Norwegen

Hin und wieder führt mich mein Weg nach Norwegen, und dann meisten in den Norden, rund um Tromsø - denn hier gibt es die Wale zu beobachten!

Four rounds - fire!

Am 7.9.2018, Norwegen - Svalbard

In den ersten Wochen hat sich hier einiges um Eisbären gedreht. Ein kleines "Einführungs-Schießen" auf dem lokalen Schießstand vor der ersten Exkursion im August hat uns einen ersten Einblick in die Welt der Waffen gegeben und nun standen ein paar weitere Tage mit Schwarzpulver auf dem Programm.

Die Eisbärengefahr wird hier oben sehr ernst genommen, deutlich ernster als in Grönland.

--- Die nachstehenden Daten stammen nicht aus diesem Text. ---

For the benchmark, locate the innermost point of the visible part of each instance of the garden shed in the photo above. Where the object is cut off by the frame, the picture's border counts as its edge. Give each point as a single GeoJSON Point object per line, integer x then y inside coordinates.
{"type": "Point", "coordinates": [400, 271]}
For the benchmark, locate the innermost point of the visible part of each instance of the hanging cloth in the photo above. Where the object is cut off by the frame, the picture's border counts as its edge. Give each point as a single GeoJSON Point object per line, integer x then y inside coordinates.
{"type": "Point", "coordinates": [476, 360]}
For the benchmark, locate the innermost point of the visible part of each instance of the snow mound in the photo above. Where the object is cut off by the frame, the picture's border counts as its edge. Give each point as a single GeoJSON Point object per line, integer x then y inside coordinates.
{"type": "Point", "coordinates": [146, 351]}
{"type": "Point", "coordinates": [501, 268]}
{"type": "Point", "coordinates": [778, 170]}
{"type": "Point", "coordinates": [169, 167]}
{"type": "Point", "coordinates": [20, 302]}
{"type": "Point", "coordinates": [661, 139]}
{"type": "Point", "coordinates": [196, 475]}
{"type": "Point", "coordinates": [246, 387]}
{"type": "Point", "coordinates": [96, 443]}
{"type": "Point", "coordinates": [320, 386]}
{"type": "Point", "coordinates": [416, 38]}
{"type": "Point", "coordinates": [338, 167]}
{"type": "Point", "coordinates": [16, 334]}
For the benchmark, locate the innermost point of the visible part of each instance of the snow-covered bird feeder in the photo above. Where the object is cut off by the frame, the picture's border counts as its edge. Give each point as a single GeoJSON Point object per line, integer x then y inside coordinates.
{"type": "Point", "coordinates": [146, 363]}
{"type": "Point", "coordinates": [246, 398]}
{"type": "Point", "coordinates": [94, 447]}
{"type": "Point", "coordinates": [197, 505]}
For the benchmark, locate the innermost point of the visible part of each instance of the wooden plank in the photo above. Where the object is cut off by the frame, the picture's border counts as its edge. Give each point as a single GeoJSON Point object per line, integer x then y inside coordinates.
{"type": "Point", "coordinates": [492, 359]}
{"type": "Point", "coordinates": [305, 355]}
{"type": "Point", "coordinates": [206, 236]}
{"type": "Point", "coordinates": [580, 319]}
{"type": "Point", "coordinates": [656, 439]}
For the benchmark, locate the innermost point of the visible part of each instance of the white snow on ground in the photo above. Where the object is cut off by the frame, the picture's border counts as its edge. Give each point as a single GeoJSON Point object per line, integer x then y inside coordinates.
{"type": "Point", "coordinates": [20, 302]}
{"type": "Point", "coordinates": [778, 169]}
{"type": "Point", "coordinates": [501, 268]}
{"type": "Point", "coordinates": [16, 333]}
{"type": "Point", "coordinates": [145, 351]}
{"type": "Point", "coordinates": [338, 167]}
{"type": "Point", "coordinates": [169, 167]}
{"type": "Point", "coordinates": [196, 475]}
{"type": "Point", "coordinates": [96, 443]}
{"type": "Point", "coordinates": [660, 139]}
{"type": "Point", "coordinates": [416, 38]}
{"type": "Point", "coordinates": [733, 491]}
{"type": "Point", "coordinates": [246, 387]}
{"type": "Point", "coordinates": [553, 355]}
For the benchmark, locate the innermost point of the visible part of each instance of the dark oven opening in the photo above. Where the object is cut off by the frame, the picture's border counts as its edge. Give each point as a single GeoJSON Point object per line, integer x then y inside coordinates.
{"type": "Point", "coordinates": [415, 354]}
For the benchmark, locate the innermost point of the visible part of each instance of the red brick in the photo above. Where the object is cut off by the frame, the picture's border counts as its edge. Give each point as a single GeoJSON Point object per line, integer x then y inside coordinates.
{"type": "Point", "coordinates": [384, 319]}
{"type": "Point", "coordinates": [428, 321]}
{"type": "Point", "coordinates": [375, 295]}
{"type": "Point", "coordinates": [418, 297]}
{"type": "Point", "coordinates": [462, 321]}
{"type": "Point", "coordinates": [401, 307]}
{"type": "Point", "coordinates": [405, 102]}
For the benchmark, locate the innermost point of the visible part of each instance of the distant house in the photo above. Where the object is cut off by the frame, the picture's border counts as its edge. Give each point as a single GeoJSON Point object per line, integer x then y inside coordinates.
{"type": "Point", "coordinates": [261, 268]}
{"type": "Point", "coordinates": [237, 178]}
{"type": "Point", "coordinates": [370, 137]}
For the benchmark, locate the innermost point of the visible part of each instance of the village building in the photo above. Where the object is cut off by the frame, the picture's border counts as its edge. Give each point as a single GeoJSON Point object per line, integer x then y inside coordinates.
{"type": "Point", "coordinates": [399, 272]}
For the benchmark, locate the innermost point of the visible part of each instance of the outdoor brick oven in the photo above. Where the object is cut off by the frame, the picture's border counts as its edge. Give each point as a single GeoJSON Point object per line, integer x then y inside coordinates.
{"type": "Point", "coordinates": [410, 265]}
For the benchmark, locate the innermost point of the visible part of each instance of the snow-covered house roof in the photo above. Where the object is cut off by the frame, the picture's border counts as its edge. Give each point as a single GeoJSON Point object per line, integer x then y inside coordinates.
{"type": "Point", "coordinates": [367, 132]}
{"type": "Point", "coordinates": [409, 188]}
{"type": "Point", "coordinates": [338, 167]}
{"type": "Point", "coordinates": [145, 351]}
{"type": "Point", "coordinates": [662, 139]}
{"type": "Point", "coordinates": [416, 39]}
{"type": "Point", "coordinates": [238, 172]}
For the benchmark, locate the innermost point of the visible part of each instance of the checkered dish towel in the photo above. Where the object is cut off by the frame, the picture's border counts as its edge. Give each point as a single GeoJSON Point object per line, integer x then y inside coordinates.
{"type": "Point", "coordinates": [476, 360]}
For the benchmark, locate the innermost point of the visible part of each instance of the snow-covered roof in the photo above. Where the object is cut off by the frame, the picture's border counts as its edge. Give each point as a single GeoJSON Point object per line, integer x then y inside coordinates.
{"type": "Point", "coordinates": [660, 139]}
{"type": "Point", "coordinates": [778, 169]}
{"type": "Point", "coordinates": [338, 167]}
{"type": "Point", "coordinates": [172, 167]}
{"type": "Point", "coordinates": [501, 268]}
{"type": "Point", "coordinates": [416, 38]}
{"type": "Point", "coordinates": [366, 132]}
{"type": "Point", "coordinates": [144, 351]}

Während dort nicht mal jeder eine Waffe mit sich führt, der den Ort verlässt, ist es hier gesetzlich vorgeschrieben, zumindest eine Signalpistole dabei zu haben - besser natürlich eine Signalpistole und eine Waffe. Denn wenn es hart auf hart kommt, ist mir mein eigenes Leben doch mehr wert als das des Eisbären. So egoistisch das auch klingen mag. Und gerade wenn man Gäste dabei hat und die Verantwortung für sie trägt, kann man kein Risiko eingehen.

So üben wir hier also für den Ernstfall, allerdings wird es hoffentlich niemals soweit kommen, dass wir tatsächlich einen Eisbären erschießen müssen. Denn dann hat man höchstwahrscheinlich etwas falsch gemacht.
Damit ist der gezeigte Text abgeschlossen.